Inviting their friends May and Jacob Lewis to stay, Anne hopes that they will be able to contact the spirit of Bobby but Paul remains sceptical, unconvinced their supposed powers are anything more than nonsense, that the heat rising from the basement is anything more than a fault with the boiler…
With much of the setup notably derivate of Peter Medak’s The Changeling – opening scenes set in the snow, the loss of a child in a car accident, the knocking within the walls, the rolling ball, the significance of the séance – it plays like a low-key version of that masterpiece while the appearance of the Dagmar family is overly indebted to the crew of the Elizabeth Dane of The Fog, though impressively realised.
While the ideas are good if unoriginal the film lacks coherence, with the exposition unceremoniously dumped on the screen half way through and a flat execution which fails to generate atmosphere, the minimal soundtrack leaving the mood as empty as the Sacchetti’s homestead.
Where it is more successful is in the performances, horror veterans Barbara Crampton (Re-Animator, From Beyond, You’re Next, The Lords of Salem) as the brittle but resolute Anne, Larry Fessenden (Stake Land, Jug Face, Late Phases, The ABCs of Death 2) as the laid back Jacob and particularly Monte Markham, a performer with a near fifty year career in film and television as the sinister Dave McCabe.

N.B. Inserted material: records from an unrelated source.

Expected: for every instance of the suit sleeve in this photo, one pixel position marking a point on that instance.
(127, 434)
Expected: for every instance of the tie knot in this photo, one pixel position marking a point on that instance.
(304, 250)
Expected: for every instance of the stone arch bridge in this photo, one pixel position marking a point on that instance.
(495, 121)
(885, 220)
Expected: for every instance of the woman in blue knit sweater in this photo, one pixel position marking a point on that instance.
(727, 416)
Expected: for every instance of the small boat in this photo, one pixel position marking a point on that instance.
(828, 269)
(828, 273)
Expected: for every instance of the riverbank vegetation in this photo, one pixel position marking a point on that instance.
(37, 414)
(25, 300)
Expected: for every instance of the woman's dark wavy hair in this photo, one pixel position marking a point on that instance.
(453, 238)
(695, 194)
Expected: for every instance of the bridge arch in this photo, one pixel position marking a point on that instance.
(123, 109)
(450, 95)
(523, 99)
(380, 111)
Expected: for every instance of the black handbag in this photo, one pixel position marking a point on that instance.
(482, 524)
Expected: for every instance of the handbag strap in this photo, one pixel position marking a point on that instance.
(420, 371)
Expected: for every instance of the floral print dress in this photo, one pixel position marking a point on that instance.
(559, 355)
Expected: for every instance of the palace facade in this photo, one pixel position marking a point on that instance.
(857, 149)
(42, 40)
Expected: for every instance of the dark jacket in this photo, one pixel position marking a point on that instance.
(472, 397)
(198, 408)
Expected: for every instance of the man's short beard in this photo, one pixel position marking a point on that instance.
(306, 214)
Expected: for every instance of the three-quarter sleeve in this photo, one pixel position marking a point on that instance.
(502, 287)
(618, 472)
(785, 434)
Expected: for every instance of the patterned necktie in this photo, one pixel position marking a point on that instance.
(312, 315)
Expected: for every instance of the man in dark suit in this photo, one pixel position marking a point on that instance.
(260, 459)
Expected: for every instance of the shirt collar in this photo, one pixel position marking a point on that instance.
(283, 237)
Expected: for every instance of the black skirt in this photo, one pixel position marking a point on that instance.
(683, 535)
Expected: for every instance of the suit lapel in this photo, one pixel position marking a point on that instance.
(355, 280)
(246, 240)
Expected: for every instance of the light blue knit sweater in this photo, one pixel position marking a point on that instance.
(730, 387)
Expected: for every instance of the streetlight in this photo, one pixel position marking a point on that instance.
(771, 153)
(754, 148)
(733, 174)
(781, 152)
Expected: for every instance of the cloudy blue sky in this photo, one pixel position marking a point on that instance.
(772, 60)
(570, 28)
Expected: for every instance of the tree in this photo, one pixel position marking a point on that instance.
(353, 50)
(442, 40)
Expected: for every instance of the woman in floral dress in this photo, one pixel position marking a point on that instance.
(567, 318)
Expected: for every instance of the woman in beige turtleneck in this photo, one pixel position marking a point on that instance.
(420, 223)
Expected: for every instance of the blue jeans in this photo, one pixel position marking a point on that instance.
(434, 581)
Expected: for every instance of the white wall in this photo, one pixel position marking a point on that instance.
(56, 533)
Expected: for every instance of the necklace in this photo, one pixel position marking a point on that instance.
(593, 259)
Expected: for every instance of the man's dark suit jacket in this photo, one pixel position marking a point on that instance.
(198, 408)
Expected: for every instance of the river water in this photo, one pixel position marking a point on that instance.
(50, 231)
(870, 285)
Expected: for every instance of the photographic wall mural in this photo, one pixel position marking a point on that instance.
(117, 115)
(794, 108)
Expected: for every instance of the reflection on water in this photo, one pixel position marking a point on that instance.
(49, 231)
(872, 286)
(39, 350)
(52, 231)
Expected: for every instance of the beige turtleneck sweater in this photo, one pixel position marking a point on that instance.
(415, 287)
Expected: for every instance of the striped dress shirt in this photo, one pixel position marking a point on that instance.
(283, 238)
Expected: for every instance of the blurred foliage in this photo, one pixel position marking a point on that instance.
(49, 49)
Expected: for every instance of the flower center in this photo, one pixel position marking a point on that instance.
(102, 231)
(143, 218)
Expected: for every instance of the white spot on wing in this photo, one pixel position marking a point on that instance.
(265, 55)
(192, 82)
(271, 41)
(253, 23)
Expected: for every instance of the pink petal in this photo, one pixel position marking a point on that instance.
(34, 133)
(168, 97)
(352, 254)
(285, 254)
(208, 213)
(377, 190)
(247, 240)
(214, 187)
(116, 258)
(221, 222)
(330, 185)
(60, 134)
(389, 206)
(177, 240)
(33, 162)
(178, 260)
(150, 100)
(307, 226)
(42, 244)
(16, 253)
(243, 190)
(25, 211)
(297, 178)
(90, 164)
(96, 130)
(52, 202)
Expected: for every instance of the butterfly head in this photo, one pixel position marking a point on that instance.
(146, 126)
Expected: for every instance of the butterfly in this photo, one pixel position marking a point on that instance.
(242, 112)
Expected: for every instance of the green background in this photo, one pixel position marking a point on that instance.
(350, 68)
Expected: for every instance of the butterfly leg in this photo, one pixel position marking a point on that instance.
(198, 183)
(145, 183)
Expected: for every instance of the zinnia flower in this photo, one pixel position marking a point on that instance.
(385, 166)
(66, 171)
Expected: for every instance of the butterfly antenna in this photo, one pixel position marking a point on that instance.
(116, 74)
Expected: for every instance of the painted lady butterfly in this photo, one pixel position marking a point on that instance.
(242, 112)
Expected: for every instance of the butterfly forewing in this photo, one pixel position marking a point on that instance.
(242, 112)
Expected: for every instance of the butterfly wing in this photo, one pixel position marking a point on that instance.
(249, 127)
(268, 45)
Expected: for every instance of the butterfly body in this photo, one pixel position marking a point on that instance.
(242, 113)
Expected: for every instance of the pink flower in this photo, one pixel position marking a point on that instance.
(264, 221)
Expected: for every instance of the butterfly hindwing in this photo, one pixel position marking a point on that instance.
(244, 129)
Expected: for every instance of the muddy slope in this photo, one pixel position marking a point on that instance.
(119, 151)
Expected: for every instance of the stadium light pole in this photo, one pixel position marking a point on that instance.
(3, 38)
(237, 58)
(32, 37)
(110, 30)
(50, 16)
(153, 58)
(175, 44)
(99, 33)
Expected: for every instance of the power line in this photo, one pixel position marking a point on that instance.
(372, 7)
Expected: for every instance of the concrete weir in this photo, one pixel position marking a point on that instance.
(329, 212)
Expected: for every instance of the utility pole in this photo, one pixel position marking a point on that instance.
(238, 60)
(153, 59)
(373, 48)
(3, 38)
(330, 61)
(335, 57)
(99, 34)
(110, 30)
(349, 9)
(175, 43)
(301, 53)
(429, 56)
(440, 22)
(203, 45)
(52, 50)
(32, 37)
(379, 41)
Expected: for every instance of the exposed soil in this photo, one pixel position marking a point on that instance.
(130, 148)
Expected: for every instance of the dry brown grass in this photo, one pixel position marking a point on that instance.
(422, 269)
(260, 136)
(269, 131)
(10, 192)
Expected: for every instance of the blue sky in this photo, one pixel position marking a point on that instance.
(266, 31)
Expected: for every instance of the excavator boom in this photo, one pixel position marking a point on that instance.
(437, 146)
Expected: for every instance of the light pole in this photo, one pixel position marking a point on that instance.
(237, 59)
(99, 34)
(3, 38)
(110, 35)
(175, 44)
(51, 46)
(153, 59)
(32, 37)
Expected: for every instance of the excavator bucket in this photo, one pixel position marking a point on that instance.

Written and directed by Ted Geoghegan, We Are Still Here is very much a film of two halves, or rather three quarters and one quarter, where after an hour of foreshadowing leading up to the genuinely unsettling séance it finally kicks off into a higher gear than what has gone before would suggest possible, clever framing sometimes getting the best out of the effects, but the overall feels is of wasted potential rather than a satisfying whole.